Ieri, il portavoce del movimento, Mahjub Hussein, aveva dichiarato la rottura dell’accordo di cessate il fuoco firmato nel 2003. Da Londra, Hussein aveva detto che “tutti gli accordi firmati a Abuja e a N’Djamena sono rotti”, riferendosi ai due protocolli di accordo (il primo sulla situazione umanitaria, l’altro sulla questione della sicurezza) firmati tra i ribelli e Khartum nel novembre 2004 e all’accordo di cessate il fuoco siglato nello stesso anno nella capitale ciadiana.
Nel giustificarsi, Hussein aveva accusato il governo sudanese di non aver onorato i propri impegni. Di conseguenza, l’Slm è pronta a rilanciare l’offensiva su Khartum in una guerra “in cui siamo pronti a tutto”. In altre parole, l’Slm si era ormai assegnato un nuovo obiettivo: rovesciare il regime del presidente el-Beshir.
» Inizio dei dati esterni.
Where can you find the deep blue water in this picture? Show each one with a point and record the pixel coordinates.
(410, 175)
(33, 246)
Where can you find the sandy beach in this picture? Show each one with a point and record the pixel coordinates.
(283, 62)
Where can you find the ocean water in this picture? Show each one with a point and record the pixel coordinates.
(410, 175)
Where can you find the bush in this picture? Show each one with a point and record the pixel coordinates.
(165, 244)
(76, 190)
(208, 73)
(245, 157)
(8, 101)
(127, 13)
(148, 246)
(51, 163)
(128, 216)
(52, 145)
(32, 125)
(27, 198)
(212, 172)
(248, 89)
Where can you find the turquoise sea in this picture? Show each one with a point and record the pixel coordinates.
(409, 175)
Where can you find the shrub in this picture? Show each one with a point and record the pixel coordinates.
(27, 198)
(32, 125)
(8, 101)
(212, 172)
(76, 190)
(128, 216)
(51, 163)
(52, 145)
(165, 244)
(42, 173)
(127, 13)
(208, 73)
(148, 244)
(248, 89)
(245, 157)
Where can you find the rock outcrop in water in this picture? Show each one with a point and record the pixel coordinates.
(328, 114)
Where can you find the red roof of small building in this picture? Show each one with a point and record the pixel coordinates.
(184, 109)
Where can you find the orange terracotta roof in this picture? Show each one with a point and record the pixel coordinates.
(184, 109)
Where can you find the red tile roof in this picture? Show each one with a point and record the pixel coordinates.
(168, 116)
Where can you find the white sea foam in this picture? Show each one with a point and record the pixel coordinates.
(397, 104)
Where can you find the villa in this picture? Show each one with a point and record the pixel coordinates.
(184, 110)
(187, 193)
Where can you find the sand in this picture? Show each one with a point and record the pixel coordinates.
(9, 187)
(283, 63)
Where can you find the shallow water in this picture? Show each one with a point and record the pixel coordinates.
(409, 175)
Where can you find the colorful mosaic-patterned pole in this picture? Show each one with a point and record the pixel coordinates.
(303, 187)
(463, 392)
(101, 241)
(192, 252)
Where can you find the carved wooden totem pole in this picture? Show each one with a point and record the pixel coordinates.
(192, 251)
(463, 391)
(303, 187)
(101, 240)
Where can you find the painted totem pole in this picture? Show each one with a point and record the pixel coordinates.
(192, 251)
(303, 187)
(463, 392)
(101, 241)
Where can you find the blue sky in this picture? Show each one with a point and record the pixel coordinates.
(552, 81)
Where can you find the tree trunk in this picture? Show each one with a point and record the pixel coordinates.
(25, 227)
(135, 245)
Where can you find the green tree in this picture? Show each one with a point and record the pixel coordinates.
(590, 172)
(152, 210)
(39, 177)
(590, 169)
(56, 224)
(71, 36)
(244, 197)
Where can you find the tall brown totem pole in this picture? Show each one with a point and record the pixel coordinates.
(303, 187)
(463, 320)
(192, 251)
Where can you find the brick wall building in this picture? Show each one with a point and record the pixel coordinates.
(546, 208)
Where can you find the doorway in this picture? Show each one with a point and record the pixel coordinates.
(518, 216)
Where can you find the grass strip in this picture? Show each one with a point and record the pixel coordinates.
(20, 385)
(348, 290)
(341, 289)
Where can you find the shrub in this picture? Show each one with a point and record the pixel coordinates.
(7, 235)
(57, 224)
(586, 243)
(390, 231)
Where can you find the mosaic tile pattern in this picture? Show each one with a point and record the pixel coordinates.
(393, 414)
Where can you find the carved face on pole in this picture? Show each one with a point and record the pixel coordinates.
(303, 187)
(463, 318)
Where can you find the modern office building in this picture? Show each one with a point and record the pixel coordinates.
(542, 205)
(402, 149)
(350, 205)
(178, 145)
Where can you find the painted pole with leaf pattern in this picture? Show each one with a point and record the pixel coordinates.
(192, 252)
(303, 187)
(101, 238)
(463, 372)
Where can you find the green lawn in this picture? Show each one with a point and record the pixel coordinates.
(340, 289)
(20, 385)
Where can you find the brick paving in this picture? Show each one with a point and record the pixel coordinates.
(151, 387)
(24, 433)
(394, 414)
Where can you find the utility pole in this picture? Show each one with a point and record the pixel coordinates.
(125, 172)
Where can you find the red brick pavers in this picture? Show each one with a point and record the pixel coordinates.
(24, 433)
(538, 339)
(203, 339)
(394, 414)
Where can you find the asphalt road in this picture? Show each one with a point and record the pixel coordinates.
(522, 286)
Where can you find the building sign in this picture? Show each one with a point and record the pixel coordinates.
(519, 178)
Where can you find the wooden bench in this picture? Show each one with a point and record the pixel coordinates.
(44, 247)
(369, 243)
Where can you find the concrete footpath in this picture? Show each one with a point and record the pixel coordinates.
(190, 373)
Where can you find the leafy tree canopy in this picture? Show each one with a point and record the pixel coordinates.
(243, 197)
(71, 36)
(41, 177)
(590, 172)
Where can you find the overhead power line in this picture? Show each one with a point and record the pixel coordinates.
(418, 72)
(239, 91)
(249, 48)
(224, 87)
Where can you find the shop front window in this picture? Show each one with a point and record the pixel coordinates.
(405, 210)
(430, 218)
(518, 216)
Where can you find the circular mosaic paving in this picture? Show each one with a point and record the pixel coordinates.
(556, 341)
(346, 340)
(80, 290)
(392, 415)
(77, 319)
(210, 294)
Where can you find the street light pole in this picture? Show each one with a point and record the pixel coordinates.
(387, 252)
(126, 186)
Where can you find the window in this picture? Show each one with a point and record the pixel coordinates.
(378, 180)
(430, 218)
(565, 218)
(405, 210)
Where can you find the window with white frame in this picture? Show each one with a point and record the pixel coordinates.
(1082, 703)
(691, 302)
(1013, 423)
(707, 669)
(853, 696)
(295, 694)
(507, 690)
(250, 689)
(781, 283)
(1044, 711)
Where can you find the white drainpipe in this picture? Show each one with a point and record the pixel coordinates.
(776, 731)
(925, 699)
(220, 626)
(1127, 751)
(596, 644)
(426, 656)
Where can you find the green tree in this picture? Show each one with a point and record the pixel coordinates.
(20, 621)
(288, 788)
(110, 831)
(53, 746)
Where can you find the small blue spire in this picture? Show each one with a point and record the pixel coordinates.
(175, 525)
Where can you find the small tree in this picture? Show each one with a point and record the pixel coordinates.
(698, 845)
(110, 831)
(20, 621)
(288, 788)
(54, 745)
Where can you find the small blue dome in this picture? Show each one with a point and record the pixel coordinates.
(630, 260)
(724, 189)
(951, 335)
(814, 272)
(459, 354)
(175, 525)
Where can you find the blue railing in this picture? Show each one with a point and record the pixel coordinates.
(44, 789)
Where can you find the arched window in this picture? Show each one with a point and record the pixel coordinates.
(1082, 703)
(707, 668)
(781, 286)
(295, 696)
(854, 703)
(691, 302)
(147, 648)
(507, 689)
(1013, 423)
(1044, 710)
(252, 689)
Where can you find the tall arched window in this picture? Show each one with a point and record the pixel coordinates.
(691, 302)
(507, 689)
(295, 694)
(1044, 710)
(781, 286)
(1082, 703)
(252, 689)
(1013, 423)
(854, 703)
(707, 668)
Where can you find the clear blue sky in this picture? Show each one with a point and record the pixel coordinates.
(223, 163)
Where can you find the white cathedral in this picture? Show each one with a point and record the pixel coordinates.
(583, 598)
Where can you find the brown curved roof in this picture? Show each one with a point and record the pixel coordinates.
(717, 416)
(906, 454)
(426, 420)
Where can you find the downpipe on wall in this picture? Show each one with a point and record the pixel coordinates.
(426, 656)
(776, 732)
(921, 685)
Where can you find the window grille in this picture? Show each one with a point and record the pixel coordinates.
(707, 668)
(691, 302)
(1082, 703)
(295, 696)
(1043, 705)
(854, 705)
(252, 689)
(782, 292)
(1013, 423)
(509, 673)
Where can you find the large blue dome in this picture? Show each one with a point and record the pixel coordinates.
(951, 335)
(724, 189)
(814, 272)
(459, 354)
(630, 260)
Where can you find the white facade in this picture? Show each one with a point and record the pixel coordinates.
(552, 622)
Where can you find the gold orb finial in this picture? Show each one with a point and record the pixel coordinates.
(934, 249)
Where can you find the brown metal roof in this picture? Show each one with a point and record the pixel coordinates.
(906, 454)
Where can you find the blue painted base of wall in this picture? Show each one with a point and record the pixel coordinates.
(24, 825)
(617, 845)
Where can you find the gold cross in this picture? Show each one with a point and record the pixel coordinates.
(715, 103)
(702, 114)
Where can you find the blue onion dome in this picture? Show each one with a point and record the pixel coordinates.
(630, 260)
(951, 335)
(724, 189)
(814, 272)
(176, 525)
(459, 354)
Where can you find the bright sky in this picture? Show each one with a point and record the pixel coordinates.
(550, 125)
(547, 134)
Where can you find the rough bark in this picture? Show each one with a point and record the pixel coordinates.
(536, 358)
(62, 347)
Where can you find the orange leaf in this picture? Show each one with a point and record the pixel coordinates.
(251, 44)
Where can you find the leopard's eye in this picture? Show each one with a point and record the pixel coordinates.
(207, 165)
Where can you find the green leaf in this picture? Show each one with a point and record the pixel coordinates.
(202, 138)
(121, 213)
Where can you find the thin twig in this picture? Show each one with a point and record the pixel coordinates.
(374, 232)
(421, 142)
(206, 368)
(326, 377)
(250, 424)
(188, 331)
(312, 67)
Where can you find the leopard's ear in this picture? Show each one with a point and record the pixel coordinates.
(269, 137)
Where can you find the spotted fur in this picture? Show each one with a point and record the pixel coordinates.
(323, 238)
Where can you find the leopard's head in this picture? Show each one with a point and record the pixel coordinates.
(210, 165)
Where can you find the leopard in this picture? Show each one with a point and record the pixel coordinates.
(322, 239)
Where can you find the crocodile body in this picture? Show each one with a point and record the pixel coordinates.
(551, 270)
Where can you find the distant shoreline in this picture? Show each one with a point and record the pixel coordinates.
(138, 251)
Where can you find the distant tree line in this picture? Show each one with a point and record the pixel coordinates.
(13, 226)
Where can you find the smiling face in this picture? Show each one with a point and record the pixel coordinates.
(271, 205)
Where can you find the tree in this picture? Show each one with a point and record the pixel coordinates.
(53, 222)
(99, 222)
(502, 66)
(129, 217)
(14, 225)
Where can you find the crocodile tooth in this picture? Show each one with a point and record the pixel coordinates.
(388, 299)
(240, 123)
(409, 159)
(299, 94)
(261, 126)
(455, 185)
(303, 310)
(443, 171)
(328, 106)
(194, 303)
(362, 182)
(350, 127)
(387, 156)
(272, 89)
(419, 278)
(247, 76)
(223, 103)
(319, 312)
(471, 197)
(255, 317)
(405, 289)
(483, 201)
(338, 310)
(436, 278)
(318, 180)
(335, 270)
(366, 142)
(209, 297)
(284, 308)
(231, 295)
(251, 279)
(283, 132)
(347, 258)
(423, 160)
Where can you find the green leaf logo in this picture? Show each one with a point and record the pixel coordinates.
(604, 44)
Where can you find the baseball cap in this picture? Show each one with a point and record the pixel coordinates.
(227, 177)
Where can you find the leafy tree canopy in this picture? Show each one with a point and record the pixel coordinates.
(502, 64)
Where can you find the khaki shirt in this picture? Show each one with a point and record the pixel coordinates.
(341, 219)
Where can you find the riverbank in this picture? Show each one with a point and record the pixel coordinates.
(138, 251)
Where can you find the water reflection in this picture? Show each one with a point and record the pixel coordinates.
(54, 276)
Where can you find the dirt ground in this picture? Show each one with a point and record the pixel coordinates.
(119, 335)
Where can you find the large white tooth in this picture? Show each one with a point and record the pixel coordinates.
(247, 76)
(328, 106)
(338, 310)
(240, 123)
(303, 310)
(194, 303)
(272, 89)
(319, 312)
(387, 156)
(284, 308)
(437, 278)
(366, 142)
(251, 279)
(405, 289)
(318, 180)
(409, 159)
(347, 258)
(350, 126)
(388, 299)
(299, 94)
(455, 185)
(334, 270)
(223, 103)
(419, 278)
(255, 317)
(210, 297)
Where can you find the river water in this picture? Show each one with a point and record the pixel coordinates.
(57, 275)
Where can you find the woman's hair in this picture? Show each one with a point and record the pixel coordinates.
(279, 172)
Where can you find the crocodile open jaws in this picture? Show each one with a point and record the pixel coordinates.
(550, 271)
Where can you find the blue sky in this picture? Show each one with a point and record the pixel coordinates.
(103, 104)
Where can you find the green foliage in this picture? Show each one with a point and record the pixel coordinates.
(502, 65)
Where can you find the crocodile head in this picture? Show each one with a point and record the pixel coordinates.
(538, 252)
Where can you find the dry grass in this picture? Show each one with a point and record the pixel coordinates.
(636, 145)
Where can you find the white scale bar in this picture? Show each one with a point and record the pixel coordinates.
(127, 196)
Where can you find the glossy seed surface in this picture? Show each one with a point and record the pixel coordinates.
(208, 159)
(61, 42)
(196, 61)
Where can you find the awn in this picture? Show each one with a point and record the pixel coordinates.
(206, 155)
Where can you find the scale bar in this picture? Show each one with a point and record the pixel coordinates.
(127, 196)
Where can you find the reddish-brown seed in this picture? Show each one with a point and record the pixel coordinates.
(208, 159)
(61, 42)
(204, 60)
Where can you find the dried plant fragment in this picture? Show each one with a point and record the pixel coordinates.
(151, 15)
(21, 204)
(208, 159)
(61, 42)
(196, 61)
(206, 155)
Ma proprio oggi, una secca smentita è giunta all’Afp dal presidente in pectore del movimento, Abdel Wahid el-Nour, secondo il quale l’Slm “si è impegnato a rispettare pienamente la tregua e tutti gli accordi già conclusi dal cessate il fuoco del 2004, compresi quello di Abuja sulla situazione umanitaria e quello relativo alle questioni di sicurezza”.
Dietro queste dichiarazioni contradittorie c’è da chiedersi fino a che punto il principale movimento ribelle del Darfur riesce a garantire l’unità della sua leadership.